For a speech that was supposed to focus on the plight of low-wage workers, President Obama’s State of the Union contained a surprising number of favorable references to specific large corporations. I counted seven plugs — for Apple, Costco, Ford, Google, Microsoft, Sprint and Verizon. The Ford mention, which alluded to “the best-selling truck in America,” sounded like a high-level product placement.
Most of these companies were cited for their supposed acts of corporate virtue, such as the role of the telecoms in helping to bring high-speed broadband to schools. There’s something else these firms have in common: they’ve all been recipients of substantial economic development subsidies from state and local governments.
My colleagues and I at Good Jobs First issued two reports this week that take a critical stance toward these types of financial aid to business. In one of the reports, Putting State Pension Costs in Context, we look at how the revenue loss from subsidies and corporate tax breaks and loopholes compare to the cost of public employee pensions in ten states where those retirement benefits have been under attack.
We find that in every one of the states the corporate giveaways far outweigh the current costs of providing pensions to state workers. In the case of Louisiana, for example, the giveaways are more than five times the retirement costs.
State legislators and governors have a tendency these days to get frantic about pension costs. Our research suggest that they should be more concerned about the larger revenue losses stemming from what are often ineffective “incentives” given to business.
The other report, Show Us the Subsidized Jobs, is the latest in our series of surveys on the performance of state governments in disclosing online which companies are getting financial assistance and what they are doing with it, especially in relation to job creation. There are two main messages that emerge from the study.
First is the fact that there is now at least some online recipient disclosure in all but a handful of states. The number has doubled since we did the first of these surveys in 2007. That’s the good news.
The other message is not so encouraging: There are vast discrepancies in the depth and the quality of the disclosure. Some states such as Michigan and North Carolina provide reasonably good disclosure for all their major programs, while others such as Nevada and South Carolina provide bare-bones disclosure — meaning company names only — for only one key program. In many cases no information is reported on the number of jobs subsidized companies are creating or the wages being paid.
To enable detailed comparisons of programs, we rate them on a scale of 0 to 100. Points are given for providing details on subsidy amounts, on job and wage outcomes, and on the inclusion of key information about subsidized projects and companies. We also rate programs on how easy it is to find and use the data.
Based on this system, the states with the best average scores for their key programs are Illinois, Michigan and North Carolina. Being best in relative terms does not mean that the absolute scores are very impressive. Top-ranking Illinois has an average of only 65 and Michigan comes in at 58. Every other state has an average below 50 percent. The average program score is only 21 (or 39 if you leave out those with no disclosure at all). Only seven programs score 75 or above.

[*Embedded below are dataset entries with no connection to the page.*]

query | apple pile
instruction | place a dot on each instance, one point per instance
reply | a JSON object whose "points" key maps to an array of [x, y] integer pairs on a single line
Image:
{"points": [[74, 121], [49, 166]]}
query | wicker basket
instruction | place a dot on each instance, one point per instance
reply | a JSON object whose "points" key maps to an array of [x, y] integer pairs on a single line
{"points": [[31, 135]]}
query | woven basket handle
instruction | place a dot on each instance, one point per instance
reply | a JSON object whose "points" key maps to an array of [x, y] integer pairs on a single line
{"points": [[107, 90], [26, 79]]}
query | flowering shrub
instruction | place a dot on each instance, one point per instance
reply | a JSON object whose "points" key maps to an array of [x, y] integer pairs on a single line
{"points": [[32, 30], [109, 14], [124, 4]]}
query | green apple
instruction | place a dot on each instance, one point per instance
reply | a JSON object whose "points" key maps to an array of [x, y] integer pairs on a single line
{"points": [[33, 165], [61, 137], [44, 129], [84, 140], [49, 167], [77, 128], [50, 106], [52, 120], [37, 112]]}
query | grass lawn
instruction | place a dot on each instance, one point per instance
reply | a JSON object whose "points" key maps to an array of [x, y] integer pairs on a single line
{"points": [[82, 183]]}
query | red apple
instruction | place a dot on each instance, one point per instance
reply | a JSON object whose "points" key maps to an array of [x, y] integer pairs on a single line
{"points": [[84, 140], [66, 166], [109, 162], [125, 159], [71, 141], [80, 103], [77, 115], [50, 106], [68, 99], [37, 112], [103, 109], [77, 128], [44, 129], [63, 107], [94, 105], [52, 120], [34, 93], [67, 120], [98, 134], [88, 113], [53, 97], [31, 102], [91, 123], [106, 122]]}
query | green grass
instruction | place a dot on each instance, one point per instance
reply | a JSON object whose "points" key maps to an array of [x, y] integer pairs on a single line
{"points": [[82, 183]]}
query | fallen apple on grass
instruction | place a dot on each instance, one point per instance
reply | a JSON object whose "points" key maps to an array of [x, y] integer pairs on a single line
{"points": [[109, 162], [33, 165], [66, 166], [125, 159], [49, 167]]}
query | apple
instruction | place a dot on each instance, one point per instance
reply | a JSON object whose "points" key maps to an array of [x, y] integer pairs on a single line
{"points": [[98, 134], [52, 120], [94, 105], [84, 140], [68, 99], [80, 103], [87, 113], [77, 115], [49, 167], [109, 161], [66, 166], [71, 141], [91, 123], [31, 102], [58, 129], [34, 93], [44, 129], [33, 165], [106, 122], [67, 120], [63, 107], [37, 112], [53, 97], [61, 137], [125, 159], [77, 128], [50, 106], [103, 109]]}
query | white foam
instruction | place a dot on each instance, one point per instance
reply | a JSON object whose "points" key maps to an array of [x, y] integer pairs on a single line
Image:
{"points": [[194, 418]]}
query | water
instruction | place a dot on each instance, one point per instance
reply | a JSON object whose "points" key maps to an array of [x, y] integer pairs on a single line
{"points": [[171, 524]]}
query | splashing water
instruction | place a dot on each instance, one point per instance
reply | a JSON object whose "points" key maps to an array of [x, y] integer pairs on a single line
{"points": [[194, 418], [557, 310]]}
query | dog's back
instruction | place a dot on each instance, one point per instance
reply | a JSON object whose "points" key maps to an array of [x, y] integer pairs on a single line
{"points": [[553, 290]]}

These scores are so low mainly because so many programs fail to provide good reporting on outcomes, which account for a large portion of the points in our scoring system. Fewer than half of the 246 programs we examine include any reporting on jobs or wages in subsidized companies. And many of those that do provide only projections rather than the actual amounts. Less than one-tenth of the programs provide actual amounts for both jobs and wages.
In the report we emphasize that transparency does not equal effectiveness or complete accountability. A program can disclose all the essential details but still be a waste of taxpayer money. Transparency is what allows the public to determine when that is the case.
Our interest in disclosure is not only for abstract reasons of accountability. If states put more information online, there were will more for us to capture for our Subsidy Tracker database, a national search engine covering more than 500 programs.
Next month we will introduce Subsidy Tracker 2.0. Along with the raw data, we will add information on the parent company of the recipient firms. This will make it possible to see at a glance how much large companies such as the seven cited above have received across the country. The Dirt Diggers Digest will provide wall-to-wall coverage.